O valor ultrapassa as famosas pendências da Agência para a Integração, Migrações e Asilo (AIMA), que acumulou 400 mil pedidos de autorização de residência e obrigou à criação de uma estrutura de missão externa para os resolver.
Tal como nas atribuições, também a maioria dos pedidos pendentes de nacionalidade não pertence a cidadãos estrangeiros a residir em território nacional. Sem ter números exatos, “porque a tutela não os divulga”, o dirigente sindical garante que cerca de 30% dos casos a aguardar resposta dizem respeito a descendentes de sefarditas, 40% partem de lusodescendentes e só os restantes 30% têm origem em imigrantes a residir em Portugal.
Atualmente, as conservatórias estão a analisar pedidos de 2021 — desde então receberam uma média de 130 a 140 mil por ano —, o que significa que um requerente pode ficar até quatro anos à espera de uma decisão. “Os atrasos estão a crescer porque, desde que anunciou que as regras iam ficar mais apertadas, a procura disparou.
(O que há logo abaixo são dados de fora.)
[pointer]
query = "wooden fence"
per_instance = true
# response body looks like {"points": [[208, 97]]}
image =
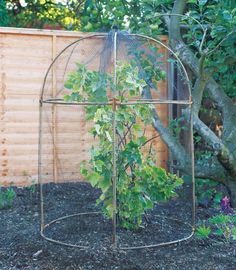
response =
{"points": [[25, 55]]}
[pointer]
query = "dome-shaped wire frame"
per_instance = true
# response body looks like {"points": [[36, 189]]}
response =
{"points": [[55, 100]]}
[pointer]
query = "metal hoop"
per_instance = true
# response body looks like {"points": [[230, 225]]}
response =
{"points": [[114, 103]]}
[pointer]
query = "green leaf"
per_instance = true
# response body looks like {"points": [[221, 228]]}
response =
{"points": [[108, 136], [94, 178]]}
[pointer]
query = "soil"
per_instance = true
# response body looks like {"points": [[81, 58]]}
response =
{"points": [[22, 247]]}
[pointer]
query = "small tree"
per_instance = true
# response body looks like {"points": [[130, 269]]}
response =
{"points": [[140, 183]]}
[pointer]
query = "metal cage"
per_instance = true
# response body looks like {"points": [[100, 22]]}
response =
{"points": [[52, 103]]}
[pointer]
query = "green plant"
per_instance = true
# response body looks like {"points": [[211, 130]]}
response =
{"points": [[7, 197], [221, 225], [140, 183], [203, 232], [224, 225]]}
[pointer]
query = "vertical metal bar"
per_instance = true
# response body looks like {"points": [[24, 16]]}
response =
{"points": [[114, 203], [40, 168], [54, 111], [193, 168]]}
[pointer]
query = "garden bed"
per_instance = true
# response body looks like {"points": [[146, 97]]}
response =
{"points": [[21, 246]]}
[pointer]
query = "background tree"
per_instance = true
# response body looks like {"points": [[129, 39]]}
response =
{"points": [[42, 14], [208, 52]]}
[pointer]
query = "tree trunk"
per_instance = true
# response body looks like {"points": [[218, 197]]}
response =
{"points": [[231, 184]]}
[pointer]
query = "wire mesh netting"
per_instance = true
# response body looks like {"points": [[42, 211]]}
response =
{"points": [[110, 115]]}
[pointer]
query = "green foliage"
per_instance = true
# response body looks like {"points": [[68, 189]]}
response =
{"points": [[140, 183], [42, 14], [7, 197], [3, 14], [220, 226]]}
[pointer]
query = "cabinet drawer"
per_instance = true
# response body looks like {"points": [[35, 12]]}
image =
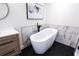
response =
{"points": [[7, 45], [11, 52]]}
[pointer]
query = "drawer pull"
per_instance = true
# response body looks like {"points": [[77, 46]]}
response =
{"points": [[6, 43], [9, 53]]}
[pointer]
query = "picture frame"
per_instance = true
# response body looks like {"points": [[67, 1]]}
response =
{"points": [[35, 11]]}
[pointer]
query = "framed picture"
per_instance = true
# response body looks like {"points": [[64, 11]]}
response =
{"points": [[35, 11]]}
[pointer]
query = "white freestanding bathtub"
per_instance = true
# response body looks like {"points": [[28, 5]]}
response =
{"points": [[43, 40]]}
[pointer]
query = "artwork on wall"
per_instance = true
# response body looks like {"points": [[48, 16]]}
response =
{"points": [[35, 11]]}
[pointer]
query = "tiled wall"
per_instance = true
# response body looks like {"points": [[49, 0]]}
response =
{"points": [[67, 35]]}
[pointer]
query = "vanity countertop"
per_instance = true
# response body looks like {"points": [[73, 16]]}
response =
{"points": [[7, 32]]}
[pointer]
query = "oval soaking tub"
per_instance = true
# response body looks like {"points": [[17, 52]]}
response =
{"points": [[43, 40]]}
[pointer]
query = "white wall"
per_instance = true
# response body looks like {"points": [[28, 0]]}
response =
{"points": [[63, 14], [17, 18]]}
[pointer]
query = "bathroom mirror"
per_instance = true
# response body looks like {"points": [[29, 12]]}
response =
{"points": [[4, 10]]}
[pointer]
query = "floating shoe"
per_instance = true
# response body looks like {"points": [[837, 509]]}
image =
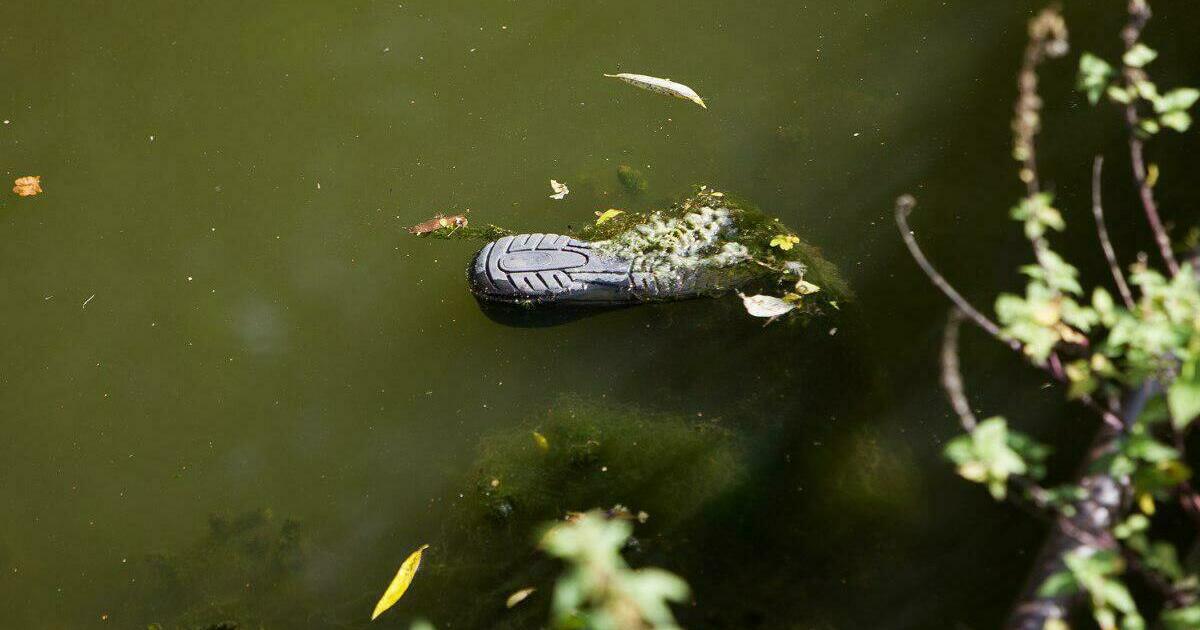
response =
{"points": [[557, 269]]}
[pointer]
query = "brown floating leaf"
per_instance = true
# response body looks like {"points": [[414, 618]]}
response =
{"points": [[438, 222], [400, 583], [519, 597], [28, 186]]}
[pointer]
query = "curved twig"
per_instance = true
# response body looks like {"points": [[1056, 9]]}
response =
{"points": [[905, 203], [1103, 233], [1139, 15], [952, 377]]}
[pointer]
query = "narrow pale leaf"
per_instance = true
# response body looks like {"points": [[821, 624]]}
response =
{"points": [[603, 217], [655, 84], [400, 583], [28, 186], [559, 189], [519, 597], [766, 305]]}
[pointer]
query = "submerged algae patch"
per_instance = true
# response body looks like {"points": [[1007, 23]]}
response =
{"points": [[725, 238]]}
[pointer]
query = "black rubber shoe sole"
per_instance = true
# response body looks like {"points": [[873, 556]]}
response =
{"points": [[552, 269]]}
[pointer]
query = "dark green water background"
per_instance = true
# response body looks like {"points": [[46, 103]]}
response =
{"points": [[226, 187]]}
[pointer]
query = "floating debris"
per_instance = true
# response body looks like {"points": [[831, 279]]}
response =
{"points": [[631, 179], [28, 186], [785, 241], [804, 287], [559, 189], [438, 222], [519, 597], [601, 217], [655, 84], [540, 442], [766, 306], [400, 583]]}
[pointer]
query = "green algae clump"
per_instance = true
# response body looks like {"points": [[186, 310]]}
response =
{"points": [[724, 239]]}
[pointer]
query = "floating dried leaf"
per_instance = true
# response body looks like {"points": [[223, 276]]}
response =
{"points": [[601, 217], [655, 84], [785, 241], [519, 597], [559, 189], [28, 186], [400, 583], [766, 305]]}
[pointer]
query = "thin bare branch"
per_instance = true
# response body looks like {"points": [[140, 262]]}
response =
{"points": [[1048, 39], [1139, 15], [1054, 367], [905, 204], [952, 377], [1103, 232]]}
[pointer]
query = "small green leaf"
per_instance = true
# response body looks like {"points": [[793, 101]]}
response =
{"points": [[1139, 55], [1059, 585], [1181, 618], [1120, 95], [1179, 100], [1093, 76], [1176, 120]]}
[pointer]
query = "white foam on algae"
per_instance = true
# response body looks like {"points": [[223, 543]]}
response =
{"points": [[703, 239]]}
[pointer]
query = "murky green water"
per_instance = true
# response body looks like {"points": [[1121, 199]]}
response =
{"points": [[213, 310]]}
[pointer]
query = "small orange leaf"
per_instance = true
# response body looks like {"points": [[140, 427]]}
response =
{"points": [[28, 186]]}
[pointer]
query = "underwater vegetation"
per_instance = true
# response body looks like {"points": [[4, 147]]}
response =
{"points": [[243, 573], [574, 456], [631, 179]]}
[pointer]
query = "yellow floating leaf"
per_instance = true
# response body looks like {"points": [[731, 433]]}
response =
{"points": [[607, 214], [785, 241], [519, 597], [400, 583], [805, 288], [28, 186]]}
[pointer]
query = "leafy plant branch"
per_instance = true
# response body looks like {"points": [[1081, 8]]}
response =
{"points": [[1141, 357]]}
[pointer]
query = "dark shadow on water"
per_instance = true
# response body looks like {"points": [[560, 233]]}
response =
{"points": [[544, 316]]}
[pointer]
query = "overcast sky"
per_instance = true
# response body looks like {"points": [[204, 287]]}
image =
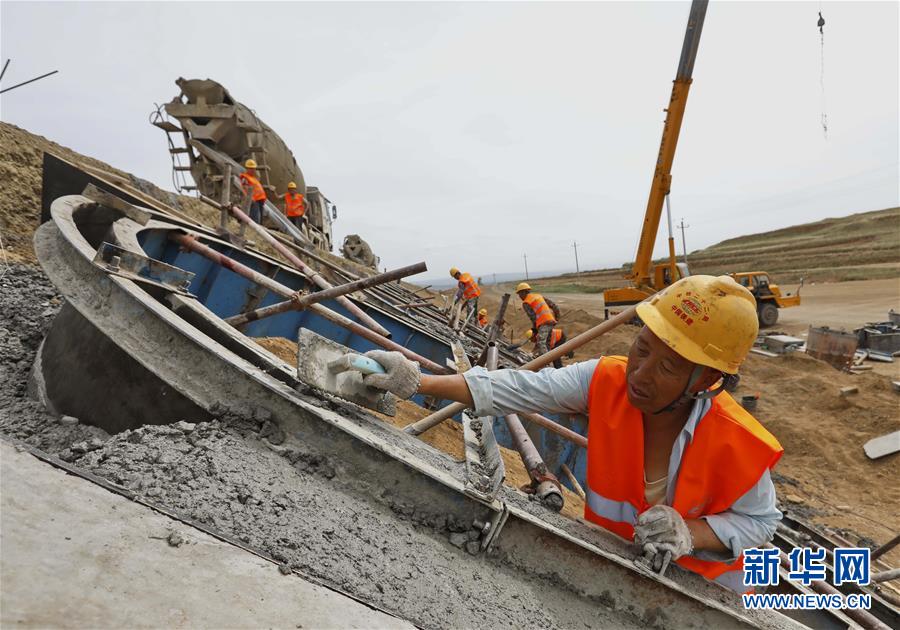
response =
{"points": [[468, 134]]}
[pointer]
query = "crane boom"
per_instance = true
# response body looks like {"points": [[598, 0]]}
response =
{"points": [[662, 176]]}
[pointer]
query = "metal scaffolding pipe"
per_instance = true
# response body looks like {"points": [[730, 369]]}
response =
{"points": [[449, 411], [558, 429], [577, 486], [326, 294], [545, 484], [192, 244]]}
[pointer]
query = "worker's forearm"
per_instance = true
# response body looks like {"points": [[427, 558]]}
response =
{"points": [[705, 538], [446, 387]]}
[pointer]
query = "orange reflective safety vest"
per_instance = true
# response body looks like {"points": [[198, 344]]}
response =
{"points": [[555, 337], [252, 184], [470, 288], [542, 313], [728, 454], [293, 205]]}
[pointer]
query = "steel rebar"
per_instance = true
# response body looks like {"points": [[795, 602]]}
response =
{"points": [[308, 271], [192, 244], [326, 294], [449, 411]]}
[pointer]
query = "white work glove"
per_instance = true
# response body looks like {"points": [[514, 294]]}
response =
{"points": [[663, 535], [401, 377]]}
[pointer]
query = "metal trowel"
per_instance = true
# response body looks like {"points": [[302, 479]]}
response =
{"points": [[336, 369]]}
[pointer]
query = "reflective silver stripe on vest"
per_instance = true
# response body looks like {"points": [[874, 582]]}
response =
{"points": [[619, 511], [733, 580]]}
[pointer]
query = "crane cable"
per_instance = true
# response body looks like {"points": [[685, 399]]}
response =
{"points": [[821, 25]]}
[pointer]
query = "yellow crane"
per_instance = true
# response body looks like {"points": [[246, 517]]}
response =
{"points": [[646, 278]]}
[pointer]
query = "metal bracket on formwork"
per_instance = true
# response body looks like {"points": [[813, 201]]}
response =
{"points": [[122, 262], [491, 529], [484, 465]]}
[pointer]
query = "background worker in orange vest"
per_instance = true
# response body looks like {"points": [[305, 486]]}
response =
{"points": [[673, 462], [467, 290], [557, 337], [254, 190], [294, 206], [542, 312]]}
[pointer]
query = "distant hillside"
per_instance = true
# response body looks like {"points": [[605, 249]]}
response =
{"points": [[860, 246], [857, 247]]}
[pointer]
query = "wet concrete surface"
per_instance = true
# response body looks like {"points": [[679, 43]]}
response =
{"points": [[73, 552]]}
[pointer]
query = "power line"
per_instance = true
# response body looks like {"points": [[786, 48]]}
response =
{"points": [[23, 82]]}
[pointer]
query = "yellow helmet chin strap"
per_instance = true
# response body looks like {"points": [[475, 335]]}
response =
{"points": [[728, 381]]}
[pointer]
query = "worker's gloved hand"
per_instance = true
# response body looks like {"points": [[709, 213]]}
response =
{"points": [[661, 531], [401, 376]]}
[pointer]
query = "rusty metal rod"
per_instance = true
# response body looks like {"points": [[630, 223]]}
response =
{"points": [[577, 486], [325, 294], [884, 576], [554, 427], [308, 271], [449, 411], [192, 244]]}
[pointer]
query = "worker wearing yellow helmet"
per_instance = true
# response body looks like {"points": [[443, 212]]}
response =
{"points": [[557, 338], [673, 462], [542, 312], [254, 193], [467, 290], [295, 206]]}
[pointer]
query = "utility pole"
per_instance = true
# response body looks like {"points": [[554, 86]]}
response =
{"points": [[681, 226]]}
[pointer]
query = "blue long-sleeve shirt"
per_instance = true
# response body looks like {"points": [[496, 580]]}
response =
{"points": [[749, 522]]}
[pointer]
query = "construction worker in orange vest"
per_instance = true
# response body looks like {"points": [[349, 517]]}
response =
{"points": [[467, 290], [542, 312], [673, 462], [557, 337], [254, 190], [295, 206]]}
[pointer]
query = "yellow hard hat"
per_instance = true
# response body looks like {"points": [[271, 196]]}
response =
{"points": [[706, 319]]}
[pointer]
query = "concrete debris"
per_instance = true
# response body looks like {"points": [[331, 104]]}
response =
{"points": [[175, 539]]}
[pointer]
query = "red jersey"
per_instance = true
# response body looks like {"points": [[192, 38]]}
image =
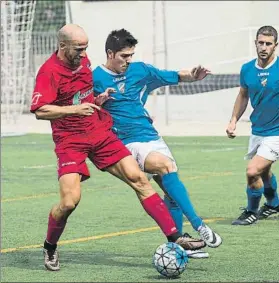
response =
{"points": [[58, 84]]}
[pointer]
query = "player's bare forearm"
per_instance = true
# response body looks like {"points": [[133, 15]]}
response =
{"points": [[196, 74], [51, 112], [240, 105], [186, 76]]}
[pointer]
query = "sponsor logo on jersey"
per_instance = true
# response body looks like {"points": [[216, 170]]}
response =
{"points": [[121, 87], [77, 70], [35, 98], [263, 74], [115, 80], [79, 96], [263, 81]]}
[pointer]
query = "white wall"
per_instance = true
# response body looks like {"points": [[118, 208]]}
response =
{"points": [[184, 20]]}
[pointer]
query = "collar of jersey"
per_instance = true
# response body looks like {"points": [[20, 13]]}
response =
{"points": [[109, 71], [268, 66]]}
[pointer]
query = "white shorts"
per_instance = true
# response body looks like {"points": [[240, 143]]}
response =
{"points": [[140, 150], [266, 147]]}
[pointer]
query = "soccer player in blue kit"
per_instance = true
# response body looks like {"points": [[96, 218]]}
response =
{"points": [[259, 81], [129, 84]]}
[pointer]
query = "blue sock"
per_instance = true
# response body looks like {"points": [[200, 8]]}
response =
{"points": [[179, 194], [254, 198], [175, 212], [270, 192]]}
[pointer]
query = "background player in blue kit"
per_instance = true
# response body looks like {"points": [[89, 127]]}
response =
{"points": [[259, 81], [132, 83]]}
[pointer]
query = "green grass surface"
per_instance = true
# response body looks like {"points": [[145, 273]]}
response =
{"points": [[214, 172]]}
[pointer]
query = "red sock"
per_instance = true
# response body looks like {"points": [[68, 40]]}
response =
{"points": [[55, 229], [157, 209]]}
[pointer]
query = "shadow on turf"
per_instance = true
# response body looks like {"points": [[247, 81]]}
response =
{"points": [[33, 259]]}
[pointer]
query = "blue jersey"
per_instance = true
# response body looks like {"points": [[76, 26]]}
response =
{"points": [[263, 90], [132, 122]]}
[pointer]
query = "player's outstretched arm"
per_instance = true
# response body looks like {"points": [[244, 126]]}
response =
{"points": [[196, 74], [103, 97], [51, 112], [240, 106]]}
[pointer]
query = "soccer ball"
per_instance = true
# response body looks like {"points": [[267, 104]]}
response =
{"points": [[170, 260]]}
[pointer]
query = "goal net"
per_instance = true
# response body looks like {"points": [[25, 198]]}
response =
{"points": [[28, 38], [16, 29]]}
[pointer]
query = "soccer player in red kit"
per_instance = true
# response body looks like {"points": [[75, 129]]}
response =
{"points": [[63, 94]]}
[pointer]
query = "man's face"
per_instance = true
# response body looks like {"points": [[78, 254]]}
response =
{"points": [[74, 51], [120, 60], [266, 46]]}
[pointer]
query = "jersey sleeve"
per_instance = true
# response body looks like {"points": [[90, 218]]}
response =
{"points": [[242, 79], [97, 82], [45, 91], [159, 78]]}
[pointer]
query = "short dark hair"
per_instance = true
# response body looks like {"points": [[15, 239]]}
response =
{"points": [[269, 31], [119, 39]]}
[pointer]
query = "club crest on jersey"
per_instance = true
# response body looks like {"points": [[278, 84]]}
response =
{"points": [[78, 97], [121, 87], [263, 81]]}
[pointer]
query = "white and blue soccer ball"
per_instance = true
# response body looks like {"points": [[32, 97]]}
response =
{"points": [[170, 260]]}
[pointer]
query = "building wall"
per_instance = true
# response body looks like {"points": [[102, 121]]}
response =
{"points": [[212, 33]]}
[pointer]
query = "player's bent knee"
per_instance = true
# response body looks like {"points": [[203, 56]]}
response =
{"points": [[166, 168], [252, 172], [70, 201]]}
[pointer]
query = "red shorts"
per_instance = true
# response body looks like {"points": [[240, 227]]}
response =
{"points": [[103, 151]]}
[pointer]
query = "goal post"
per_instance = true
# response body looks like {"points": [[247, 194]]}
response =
{"points": [[16, 31]]}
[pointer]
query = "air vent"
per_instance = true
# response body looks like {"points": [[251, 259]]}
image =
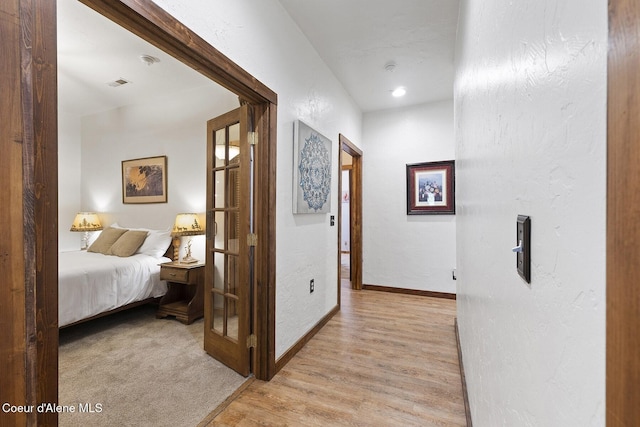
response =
{"points": [[118, 82]]}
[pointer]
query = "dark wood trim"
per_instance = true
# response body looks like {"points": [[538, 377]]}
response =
{"points": [[355, 213], [145, 19], [14, 380], [228, 401], [418, 292], [150, 22], [294, 349], [623, 227], [29, 108], [465, 394], [264, 356], [29, 199]]}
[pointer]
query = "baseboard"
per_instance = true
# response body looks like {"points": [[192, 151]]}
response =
{"points": [[431, 294], [294, 349], [465, 395]]}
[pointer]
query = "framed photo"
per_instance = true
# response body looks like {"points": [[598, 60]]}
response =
{"points": [[431, 188], [311, 170], [144, 180]]}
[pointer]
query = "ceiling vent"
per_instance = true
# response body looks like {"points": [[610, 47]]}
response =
{"points": [[118, 82]]}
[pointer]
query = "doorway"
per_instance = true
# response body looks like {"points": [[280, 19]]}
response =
{"points": [[350, 158], [31, 79]]}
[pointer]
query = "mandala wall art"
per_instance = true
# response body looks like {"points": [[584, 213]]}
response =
{"points": [[311, 170]]}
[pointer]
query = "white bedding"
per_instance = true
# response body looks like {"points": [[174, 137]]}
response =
{"points": [[91, 283]]}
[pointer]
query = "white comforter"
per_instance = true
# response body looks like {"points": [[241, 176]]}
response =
{"points": [[91, 283]]}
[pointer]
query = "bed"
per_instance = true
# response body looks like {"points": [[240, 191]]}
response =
{"points": [[121, 269]]}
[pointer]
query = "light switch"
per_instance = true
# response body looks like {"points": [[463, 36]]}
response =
{"points": [[523, 250]]}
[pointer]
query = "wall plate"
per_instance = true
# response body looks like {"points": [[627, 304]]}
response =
{"points": [[523, 236]]}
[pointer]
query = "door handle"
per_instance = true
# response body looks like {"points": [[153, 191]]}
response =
{"points": [[518, 248]]}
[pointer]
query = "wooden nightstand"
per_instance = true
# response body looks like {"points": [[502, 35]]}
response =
{"points": [[185, 297]]}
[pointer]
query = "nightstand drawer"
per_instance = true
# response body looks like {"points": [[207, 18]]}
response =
{"points": [[174, 274]]}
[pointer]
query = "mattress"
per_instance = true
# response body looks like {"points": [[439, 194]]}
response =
{"points": [[92, 283]]}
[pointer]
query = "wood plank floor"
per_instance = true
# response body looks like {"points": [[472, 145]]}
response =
{"points": [[384, 360]]}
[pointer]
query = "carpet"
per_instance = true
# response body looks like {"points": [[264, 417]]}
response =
{"points": [[131, 369]]}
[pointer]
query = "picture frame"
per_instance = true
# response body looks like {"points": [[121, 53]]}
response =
{"points": [[431, 188], [144, 180], [312, 170]]}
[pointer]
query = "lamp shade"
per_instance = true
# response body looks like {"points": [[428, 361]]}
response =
{"points": [[187, 224], [86, 221]]}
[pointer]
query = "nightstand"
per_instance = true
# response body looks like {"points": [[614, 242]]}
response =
{"points": [[185, 297]]}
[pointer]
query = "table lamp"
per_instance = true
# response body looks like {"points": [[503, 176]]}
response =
{"points": [[86, 222], [186, 224]]}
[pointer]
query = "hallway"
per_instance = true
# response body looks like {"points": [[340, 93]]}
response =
{"points": [[384, 359]]}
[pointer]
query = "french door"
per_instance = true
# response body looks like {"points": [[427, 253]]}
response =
{"points": [[230, 242]]}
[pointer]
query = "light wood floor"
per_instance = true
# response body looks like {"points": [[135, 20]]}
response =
{"points": [[384, 360]]}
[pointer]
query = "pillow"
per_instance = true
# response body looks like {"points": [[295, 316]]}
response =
{"points": [[156, 243], [106, 239], [128, 243]]}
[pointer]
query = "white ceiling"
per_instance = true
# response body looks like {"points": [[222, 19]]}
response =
{"points": [[92, 51], [355, 38]]}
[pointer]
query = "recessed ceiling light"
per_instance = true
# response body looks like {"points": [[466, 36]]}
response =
{"points": [[398, 92], [118, 82], [148, 59]]}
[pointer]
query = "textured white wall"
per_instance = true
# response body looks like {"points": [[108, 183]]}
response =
{"points": [[69, 178], [530, 115], [261, 38], [172, 125], [400, 250]]}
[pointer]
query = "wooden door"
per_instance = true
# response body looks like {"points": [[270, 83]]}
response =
{"points": [[229, 265]]}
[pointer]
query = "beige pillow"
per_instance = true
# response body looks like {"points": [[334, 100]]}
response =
{"points": [[106, 239], [128, 243]]}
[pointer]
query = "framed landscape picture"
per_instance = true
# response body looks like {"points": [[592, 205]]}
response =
{"points": [[144, 180], [431, 188]]}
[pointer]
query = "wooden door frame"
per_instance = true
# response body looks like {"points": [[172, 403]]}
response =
{"points": [[355, 213], [150, 22], [29, 249], [623, 216]]}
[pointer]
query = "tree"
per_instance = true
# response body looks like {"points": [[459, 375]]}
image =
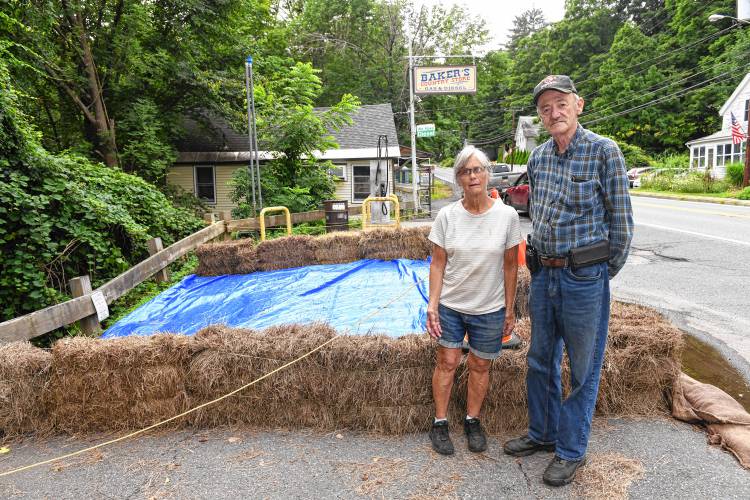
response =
{"points": [[63, 216], [525, 24], [103, 72], [287, 121]]}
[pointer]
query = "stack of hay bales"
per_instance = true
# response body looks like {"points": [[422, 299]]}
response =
{"points": [[373, 382], [229, 257], [285, 253], [118, 384], [339, 247], [227, 358], [24, 378], [388, 244]]}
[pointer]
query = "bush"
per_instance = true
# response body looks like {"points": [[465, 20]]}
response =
{"points": [[63, 216], [735, 173]]}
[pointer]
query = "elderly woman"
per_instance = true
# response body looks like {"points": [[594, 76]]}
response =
{"points": [[472, 288]]}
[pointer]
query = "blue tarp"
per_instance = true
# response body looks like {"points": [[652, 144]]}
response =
{"points": [[344, 295]]}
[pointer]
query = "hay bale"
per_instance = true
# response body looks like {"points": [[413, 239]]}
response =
{"points": [[228, 358], [337, 248], [118, 384], [286, 252], [24, 378], [228, 257], [390, 244]]}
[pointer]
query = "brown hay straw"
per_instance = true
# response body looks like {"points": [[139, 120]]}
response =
{"points": [[606, 476]]}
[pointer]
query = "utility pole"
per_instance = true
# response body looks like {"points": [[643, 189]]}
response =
{"points": [[413, 126]]}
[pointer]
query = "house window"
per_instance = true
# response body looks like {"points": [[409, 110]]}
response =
{"points": [[738, 152], [361, 182], [205, 184], [699, 157], [723, 154], [338, 171]]}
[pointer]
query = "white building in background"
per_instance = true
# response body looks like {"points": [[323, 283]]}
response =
{"points": [[716, 151], [527, 133]]}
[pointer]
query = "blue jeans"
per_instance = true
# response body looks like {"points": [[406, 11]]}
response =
{"points": [[570, 308]]}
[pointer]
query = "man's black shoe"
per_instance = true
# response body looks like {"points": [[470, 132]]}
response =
{"points": [[441, 440], [560, 472], [475, 435], [524, 446]]}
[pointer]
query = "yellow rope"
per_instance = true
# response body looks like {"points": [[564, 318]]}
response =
{"points": [[191, 410]]}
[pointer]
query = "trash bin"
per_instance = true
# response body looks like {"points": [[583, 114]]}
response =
{"points": [[337, 215]]}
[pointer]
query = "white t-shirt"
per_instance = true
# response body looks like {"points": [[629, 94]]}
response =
{"points": [[473, 279]]}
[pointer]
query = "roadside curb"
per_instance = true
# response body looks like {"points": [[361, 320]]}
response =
{"points": [[719, 201]]}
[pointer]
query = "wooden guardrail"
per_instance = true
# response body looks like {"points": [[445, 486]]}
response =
{"points": [[82, 308]]}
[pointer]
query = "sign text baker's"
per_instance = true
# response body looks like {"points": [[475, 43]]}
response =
{"points": [[445, 80]]}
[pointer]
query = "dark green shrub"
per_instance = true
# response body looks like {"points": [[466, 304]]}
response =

E isso viu-se na indignidade que foi ter pessoas a pernoitar à porta das conservatórias, desesperadas para serem atendidas. Os processos chegam também por via digital e por correio. E não param”, explica Arménio Maximino.
E tal como acontece com a AIMA, também aqui os atrasos estão a levar os requerentes a recorrer à Justiça, com a instauração nos tribunais de intimações contra o IRN, para forçar uma resposta. De acordo com o Portal Citius, desde o início do ano já foram registadas 716 ações.